Religionsunterricht gehörte nicht zum Lehrplan. Wer dorthin wollte, musste sich in seiner Freizeit damit beschäftigen.

Erweiterte Oberschule (EOS)

Die erweiterte Oberschule führte entsprechend begabte Schüler zur Studienreife (Abitur).
Man konnte bis 1984 nach der 8., ab 1984 nach der 10. Klasse zur EOS wechseln. Hierfür wurden die 2 bis 4 leistungsstärksten Schüler eines Jahrgangs der Schule vom Lehrerrat ausgewählt und für die Erweiterte Oberschule (gymnasiale Oberstufe mit verschiedenen Ausrichtungen) delegiert. Dort konnte man nach der Klasse 12 das Abitur machen. Neben den schulischen Leistungen war auch die persönliche Einstellung zum Sozialismus ein Kriterium, ob man an der EOS weiter lernen durfte. Kriminelle Auffälligkeiten, Verweigern der Jugendweihe oder abfällige Äußerungen gegen den DDR-Staat oder die SED verhinderten eine EOS-Ausbildung.
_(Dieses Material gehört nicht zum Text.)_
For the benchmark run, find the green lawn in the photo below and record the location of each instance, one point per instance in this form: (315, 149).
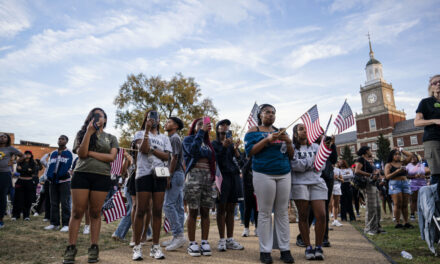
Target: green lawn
(396, 240)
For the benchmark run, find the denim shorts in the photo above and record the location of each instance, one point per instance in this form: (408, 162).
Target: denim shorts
(399, 186)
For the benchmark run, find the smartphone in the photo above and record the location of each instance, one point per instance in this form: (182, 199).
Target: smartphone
(96, 117)
(206, 120)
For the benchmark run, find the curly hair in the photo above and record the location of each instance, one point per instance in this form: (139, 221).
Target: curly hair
(82, 132)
Im Gegenzug wirkte sich eine Verpflichtung zum Armeedienst über mindestens 10 Jahre jedoch sehr positiv auf eine EOS-Delegation aus. So konnte man als Junge auch mit schlechteren Noten auf die EOS gelangen.

Der Lernaufwand war sehr hoch. Zu dem Schulpensum von 33-38 Unterrichtsstunden in der Woche kamen natürlich noch die Hausaufgaben hinzu.

Die Prüfungsmodi entsprachen denen der POS-Abschlussprüfung, aber natürlich mit höheren inhaltlichen Anforderungen.